1.If the government spending multiplier is 1 then a $1 increase in deficit-financed government spending will lead to a zero percentage increase in output. a-true b- false 2. If the marginal propensity to consume is 13 then the government spending multiplier is 3. a-true b- false 3.Which combination of policies are likely to provide Keynesian stimulus to an economy in a depression? a-Tax cuts on investment and increases in defense spending. b-An increase in the income tax rate and an...
Which COMPONENT(S) (if any) of U.S. GDP (consumption C, investment I, government spending G, and/or net...
Which COMPONENT(S) (if any) of U.S. GDP (consumption C, investment I, government spending G, and/or net exports NX) THIS YEAR would be affected and how (INCREASE or DECREASE) if: (i) The government increases the monetary transfers to the poor.     (j) A friend of yours buys some illegal drugs.     (k) Taylor Swift releases a new single (assume nobody has bought it yet).     (l) You buy a new car that you use to drive to college.
To which component of the US GDP expenditure does each of the following belong to? (C,...
To which component of the US GDP expenditure does each of the following belong to? (C, I, G, NX, or none of the four) (a) gambling services provided to tourists by Las Vegas casinos b) a new tractor purchased by a farmer (c) the purchase of a used couch on Craigslist (d) a machine made in the US and sold to Japan. e) the purchase of a lottery ticket. (f) a new car made in the US but not yet...
Explain the effect of an increase in government spending on the on the equilibrium output and...
Explain the effect of an increase in government spending on the on the equilibrium output and inflation in the AD-AS model. Carefully distinguish between the short-run and the long-run equilibrium. Would this increase in government spending affect the potential output? Why/Why not? (Need a brief answer of around 300-400 words)

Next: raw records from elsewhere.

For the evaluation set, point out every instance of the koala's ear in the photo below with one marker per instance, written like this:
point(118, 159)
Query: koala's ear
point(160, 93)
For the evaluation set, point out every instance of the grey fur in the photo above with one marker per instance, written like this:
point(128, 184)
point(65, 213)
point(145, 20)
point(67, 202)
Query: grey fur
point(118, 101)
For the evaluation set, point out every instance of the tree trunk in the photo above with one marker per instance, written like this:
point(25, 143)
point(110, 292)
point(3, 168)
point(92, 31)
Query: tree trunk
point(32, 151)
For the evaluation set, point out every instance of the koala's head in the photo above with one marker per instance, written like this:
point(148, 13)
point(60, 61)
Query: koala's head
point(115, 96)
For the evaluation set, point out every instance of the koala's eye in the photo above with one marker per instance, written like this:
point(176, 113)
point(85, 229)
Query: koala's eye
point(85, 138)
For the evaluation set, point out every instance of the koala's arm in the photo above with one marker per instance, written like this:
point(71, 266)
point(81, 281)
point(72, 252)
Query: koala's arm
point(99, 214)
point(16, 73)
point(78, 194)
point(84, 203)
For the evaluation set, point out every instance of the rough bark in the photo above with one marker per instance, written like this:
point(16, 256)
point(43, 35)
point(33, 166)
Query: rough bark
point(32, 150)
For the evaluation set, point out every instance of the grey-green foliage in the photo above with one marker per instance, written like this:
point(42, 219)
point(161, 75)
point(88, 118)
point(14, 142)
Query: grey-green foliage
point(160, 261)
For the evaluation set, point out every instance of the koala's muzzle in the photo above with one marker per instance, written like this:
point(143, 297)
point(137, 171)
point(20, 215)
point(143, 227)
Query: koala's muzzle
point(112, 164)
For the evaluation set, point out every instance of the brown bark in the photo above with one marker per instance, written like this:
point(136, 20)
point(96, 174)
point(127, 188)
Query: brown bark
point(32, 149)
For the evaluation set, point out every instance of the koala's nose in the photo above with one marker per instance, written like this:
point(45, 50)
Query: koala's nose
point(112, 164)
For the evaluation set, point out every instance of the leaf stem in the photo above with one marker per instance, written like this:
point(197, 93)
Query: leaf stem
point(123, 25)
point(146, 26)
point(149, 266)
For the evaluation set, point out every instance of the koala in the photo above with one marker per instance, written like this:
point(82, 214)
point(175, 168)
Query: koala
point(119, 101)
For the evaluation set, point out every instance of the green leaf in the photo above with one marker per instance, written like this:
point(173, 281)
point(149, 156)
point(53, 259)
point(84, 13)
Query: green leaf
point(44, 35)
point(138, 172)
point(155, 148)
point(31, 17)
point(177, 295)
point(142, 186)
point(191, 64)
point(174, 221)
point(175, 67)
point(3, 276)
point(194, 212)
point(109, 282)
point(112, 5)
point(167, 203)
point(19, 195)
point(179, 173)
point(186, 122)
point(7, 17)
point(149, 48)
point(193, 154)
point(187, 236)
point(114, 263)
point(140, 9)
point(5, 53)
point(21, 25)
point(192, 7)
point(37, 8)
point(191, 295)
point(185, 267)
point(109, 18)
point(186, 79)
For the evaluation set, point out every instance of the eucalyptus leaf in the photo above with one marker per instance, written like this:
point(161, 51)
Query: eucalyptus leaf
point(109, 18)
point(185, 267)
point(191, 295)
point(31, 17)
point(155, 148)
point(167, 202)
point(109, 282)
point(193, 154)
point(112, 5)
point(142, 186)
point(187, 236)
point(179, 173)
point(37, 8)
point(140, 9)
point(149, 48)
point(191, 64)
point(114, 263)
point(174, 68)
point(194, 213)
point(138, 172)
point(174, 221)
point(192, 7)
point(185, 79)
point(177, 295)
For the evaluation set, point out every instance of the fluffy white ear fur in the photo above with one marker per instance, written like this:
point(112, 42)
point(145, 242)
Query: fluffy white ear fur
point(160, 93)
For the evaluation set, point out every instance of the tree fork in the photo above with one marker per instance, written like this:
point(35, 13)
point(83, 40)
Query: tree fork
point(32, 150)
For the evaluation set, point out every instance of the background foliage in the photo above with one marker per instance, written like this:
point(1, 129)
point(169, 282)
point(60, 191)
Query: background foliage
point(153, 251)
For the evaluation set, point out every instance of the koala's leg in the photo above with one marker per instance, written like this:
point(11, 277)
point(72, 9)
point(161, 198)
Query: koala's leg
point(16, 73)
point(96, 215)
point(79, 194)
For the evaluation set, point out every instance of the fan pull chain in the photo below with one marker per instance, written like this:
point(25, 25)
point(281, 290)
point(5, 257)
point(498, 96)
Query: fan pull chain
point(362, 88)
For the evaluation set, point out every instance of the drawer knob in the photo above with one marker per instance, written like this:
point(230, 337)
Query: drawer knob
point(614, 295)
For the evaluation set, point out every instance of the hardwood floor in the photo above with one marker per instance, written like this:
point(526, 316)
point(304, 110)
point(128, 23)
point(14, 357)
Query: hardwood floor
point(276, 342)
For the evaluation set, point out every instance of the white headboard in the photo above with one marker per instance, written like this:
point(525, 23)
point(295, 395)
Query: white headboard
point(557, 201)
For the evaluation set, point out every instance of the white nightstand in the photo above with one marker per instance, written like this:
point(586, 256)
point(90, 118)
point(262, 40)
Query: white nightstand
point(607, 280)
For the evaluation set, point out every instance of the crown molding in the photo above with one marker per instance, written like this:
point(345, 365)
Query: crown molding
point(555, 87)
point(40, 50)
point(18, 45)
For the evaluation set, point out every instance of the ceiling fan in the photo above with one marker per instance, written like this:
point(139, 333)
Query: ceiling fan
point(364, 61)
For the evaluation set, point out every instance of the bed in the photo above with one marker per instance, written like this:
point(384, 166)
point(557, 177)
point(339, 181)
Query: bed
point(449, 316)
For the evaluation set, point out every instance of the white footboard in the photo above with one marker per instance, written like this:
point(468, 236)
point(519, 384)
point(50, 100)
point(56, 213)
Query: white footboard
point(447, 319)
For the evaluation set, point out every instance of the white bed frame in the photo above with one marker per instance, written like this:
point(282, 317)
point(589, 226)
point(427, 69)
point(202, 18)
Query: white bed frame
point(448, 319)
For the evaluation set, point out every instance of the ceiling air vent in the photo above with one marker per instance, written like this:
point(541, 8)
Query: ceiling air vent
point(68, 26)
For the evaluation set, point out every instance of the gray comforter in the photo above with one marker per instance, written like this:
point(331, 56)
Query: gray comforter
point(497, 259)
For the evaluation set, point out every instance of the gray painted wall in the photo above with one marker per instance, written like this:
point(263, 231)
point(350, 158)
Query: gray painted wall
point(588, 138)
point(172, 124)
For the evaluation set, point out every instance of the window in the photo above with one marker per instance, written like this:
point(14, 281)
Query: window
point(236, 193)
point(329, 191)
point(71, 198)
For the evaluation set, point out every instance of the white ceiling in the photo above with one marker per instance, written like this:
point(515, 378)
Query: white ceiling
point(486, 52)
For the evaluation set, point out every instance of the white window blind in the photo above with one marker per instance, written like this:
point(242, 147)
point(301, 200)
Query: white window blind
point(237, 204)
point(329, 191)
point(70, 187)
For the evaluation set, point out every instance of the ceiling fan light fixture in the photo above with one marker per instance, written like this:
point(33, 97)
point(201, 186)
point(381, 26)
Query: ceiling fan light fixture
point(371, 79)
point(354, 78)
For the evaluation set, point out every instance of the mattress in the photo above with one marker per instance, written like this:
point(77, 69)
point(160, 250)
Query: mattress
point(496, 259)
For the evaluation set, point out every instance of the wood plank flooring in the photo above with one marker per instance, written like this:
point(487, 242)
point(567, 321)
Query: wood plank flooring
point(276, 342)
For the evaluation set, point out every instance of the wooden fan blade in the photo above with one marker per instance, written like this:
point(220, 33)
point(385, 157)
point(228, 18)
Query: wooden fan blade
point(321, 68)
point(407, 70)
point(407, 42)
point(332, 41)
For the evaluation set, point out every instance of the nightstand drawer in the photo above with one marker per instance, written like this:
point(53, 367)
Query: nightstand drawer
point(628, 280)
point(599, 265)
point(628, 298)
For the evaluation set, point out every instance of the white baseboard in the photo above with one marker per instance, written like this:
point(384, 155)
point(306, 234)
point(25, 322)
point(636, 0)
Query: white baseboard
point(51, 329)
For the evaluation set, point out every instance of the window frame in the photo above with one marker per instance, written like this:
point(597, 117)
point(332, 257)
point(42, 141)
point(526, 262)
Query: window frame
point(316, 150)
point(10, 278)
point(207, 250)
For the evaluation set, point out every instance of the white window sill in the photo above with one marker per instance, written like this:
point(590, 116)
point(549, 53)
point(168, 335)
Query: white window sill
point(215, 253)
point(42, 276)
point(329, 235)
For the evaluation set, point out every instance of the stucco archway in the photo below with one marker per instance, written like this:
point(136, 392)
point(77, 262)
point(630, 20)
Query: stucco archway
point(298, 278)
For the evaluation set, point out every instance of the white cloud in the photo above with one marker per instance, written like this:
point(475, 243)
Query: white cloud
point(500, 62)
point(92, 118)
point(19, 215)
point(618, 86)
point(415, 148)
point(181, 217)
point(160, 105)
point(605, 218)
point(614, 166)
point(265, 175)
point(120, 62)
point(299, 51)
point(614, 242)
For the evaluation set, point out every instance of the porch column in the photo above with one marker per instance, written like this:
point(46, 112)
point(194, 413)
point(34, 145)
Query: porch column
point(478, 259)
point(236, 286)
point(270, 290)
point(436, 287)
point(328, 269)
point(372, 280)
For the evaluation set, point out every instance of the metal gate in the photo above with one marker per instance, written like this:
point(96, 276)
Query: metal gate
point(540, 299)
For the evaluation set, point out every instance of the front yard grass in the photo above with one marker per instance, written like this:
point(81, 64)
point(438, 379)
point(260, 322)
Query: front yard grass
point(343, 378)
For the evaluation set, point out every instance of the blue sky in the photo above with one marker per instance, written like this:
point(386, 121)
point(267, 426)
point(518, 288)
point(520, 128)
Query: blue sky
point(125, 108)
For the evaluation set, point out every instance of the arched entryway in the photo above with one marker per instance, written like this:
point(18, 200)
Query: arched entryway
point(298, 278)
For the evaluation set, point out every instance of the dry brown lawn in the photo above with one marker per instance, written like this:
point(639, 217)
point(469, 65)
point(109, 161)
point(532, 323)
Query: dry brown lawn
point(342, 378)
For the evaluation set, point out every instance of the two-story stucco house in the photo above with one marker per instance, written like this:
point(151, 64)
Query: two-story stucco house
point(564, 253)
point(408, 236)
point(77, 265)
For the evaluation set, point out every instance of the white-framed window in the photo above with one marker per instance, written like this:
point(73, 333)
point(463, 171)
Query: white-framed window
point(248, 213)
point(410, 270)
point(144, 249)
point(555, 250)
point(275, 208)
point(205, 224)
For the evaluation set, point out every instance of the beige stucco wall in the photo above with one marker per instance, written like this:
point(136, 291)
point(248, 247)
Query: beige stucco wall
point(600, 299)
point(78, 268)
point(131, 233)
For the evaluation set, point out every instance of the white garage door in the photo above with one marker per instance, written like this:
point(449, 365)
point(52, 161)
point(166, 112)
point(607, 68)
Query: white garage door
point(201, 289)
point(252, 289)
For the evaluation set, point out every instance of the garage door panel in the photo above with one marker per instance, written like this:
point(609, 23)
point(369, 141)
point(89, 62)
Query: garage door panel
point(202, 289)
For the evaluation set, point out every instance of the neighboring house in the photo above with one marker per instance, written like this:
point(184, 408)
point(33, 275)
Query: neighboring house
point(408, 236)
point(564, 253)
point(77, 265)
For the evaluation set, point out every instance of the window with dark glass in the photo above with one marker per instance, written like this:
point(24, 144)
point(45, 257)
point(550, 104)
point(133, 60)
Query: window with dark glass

Explain the effect of an increase in government spending on the on the equilibrium output and...
Explain the effect of an increase in government spending on the on the equilibrium output and inflation in the AD-AS model. Carefully distinguish between the short-run and the long-run equilibrium. Would this increase in government spending affect the potential output? Why/Why not? (Brief answer with diagram)
If the expenditure multiplier is 2.5 and the government spending increases by $4 billion, what would...
If the expenditure multiplier is 2.5 and the government spending increases by $4 billion, what would be the increase in the real GDP? Select one: a. $8 billion b. $6.5 billion c. $1.6 billion d. $10 billion Say’s Law states that supply creates its own demand. In the neoclassical zone on the graph above, supply is at its potential GDP, at full capacity. When aggregate supplies have reached their full potential output, what happens if demand shifts to the right?...
1. The component of spending that is responsible for most of the GDP decline during recessions...
1. The component of spending that is responsible for most of the GDP decline during recessions tends to be consumption investment government purchases net exports 2. Social security payments fall under which category or categories of government expenditures (CHECK ALL ANSWERS THAT ARE CORRECT!) discretionary non-defense spending mandatory spending transfer payments discretionary defense spending Between 2000 and 2018, what happened to the U.S. trade balance in services? the deficit increased began with a deficit and ended with a surplus the...
Explain how an initial change in spending results in an increase in GDP that exceeds this...
Explain how an initial change in spending results in an increase in GDP that exceeds this change. Indicate the formula for both the expenditure multiplier and the tax reduction multiplier and explain why they are different. Explain how crowding out influences the expenditure multiplier. Explain how the multiplier concept is used in the banking system. Please answer these questions in 3 to 5 paragraphs.